Le nouveau dispositif impose désormais une déclaration de patrimoine du président de la République à son entrée en fonction, mais également à la cessation de ses fonctions. L’objectif affiché est de renforcer la transparence, la probité et la redevabilité dans la gestion des affaires publiques.

Le président de l’Assemblée et le Premier ministre concernés

La réforme va au-delà de la proposition initiale. À travers un amendement du gouvernement, l’obligation de déclaration et de publicité du patrimoine est également étendue au président de l’Assemblée nationale et au Premier ministre.

Ces deux responsables, déjà soumis à des obligations de déclaration de patrimoine en vertu de la législation sénégalaise, voient ainsi cette exigence renforcée dans le cadre constitutionnel.

Une mesure destinée à prévenir l’enrichissement injustifié

À l’origine de la proposition, le député Amadou Ba du groupe Pastef-Les Patriotes estime que la réforme doit contribuer à prévenir les risques d’enrichissement injustifié et à consacrer davantage les principes de transparence et d’exemplarité dans l’exercice des fonctions publiques, selon l’APS.

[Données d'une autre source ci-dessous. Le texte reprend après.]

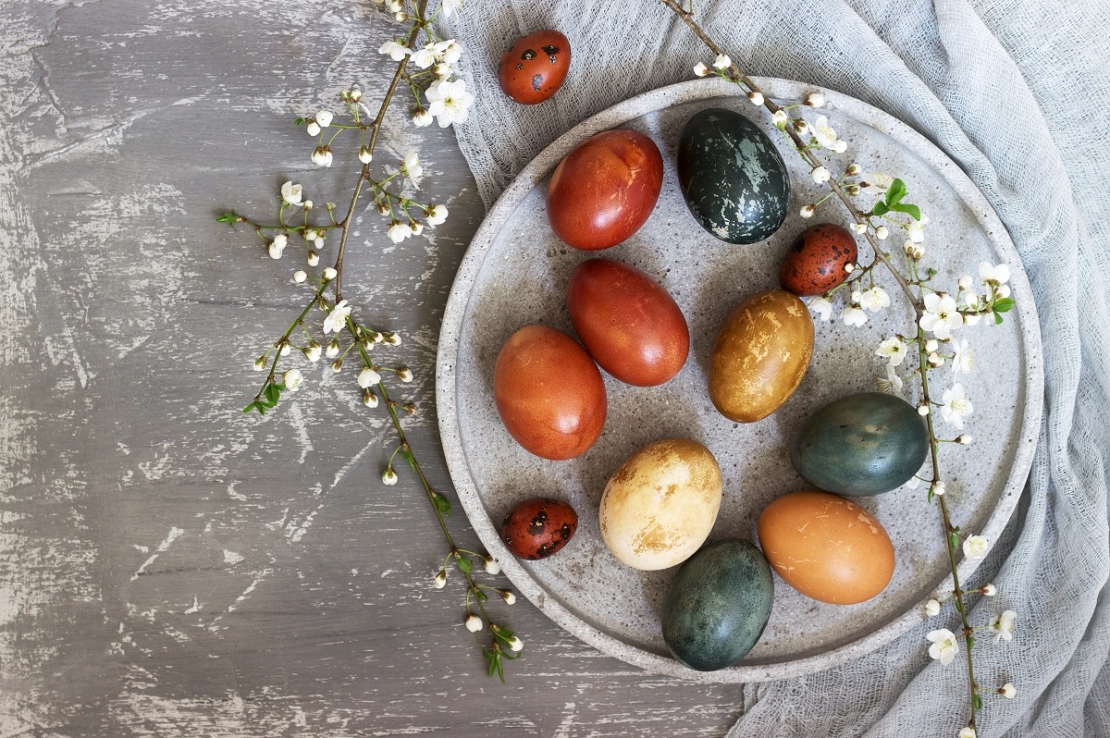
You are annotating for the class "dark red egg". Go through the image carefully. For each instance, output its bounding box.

La déclaration effectuée en début et en fin de mandat permettra notamment de mieux apprécier l’évolution de la situation patrimoniale du chef de l’État durant l’exercice de ses fonctions.

Le texte prévoit également un délai de trois mois pour la déclaration à la cessation des fonctions, selon les éléments examinés en commission.

Une réforme dans un contexte institutionnel tendu

L’adoption de cette modification intervient après plusieurs débats autour de l’article 37 de la Constitution. Une première version de la réforme avait été adoptée en juin avant de faire l’objet d’une censure du Conseil constitutionnel à la suite d’un recours.

Le texte adopté ce lundi s’inscrit désormais dans une réforme plus large de la gouvernance et de la transparence des institutions sénégalaises.

Cette nouvelle obligation place ainsi les trois principales autorités politiques de l’État, le président de la République, le président de l’Assemblée nationale et le Premier ministre, sous un régime renforcé de déclaration et de publicité de leur patrimoine.